Thursday 11 October 2012

The Date With J

Well.

I just had the most wonderful date of the year. I was utterly spoilt, and have been on a high since it ended. J is lovely, all my concerns about him have vanished and I find myself quivering like a schoolgirl waiting to hear from him. I totally need to calm the fuck down, but I'm not sure that I really actually want to just yet!

I was up in London for work, and whilst I finished late I still got to the restaurant too early. So I went for a petite meander, both to have a look around and possibly find a cash point. I wasn't expecting to see him on my travels, but we bumped into each other as he walked to the restaurant from the tube. He laughed and told me I was walking the wrong way. I knew I was, but it wasn't worth the energy explaining.

The restaurant was loud and busy. Possibly a more so than I would have liked, as I struggle to hear what people are saying at the best of times! We chatted, we drank sherry (gross - far too sweet), ate Basque ham and figs before ordering a fish pie to share. It was lovely - smoky, but lovely. We talked and talked and talked. There were some lulls in the conversation but I didn't mind them too much. I think we were just nervous. He also does this thing where he looks of into the distance as he's talking, or about to say  something, and I can't quite tell if he's bored or if he's thinking. It generally turned out to be thinking - I think that must be a little quirk. It could be worse. 
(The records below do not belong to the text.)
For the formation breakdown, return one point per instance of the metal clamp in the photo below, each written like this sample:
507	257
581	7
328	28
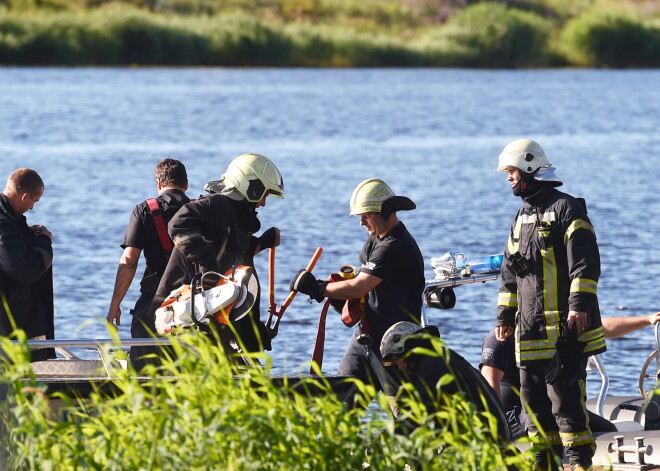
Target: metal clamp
639	449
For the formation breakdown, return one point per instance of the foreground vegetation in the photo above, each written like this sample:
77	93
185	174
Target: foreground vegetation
215	416
437	33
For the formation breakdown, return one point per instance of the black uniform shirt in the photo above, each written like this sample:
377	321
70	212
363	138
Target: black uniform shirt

I picked a white wine and it was lovely. We had people that knew about the food and the wine (although the wine guy seemed to just repeat the word 'tannins' and I sort of lost interest). No pudding, and after he paid the bill (what a treat!) we left. We walked through Holborn, and he suddenly realised where we were - outside the supermarket where we'd all mucked about on PolyDay. We chatted about that day and how it had turned so silly. We'd both enjoyed ourselves/ 

We got in a cab, and he took me to Milk & Honey. It is a private members club in Soho. I was excited, with just a teensy bit of fear lurking in the background. The outside wasn't marked. We went in, and a lovely vintage lady greeted us. She rang up to The Red Room, where J had booked. This is when I tumbled into 'where the fuck have you brought me' territory. He had a somewhat crazed look on his face and I don't yet know him well enough to judge whether he was excited or about to offer me as a human sacrifice. The lovely lady said 'he's ready when you are', took my bags and we walked upstairs.

Heaven awaited me. A decadent 1930s style bar, with cocktail cabinets, Art Deco mirrors and dimmed lighting awaited us. He bought champagne. We chatted, it was heaven. He'd brought me somewhere he knew I would like and I was flushed with pleasure. Recently I've been feeling a little hard done by, and I felt I couldn't remember the last time someone went out of their way to do something nice for me. I'm sure they do, but to have J treat me so nicely was a real treasure. 

We chatted and chatted. Our hands touched slightly, then more, then more. Then caresses. Then holding hands, then kisses. Lots of delicious kisses. We talked about seeing each other again, and he walked me to the station and saw me off.

An email and a text the next day had me reeling with delight.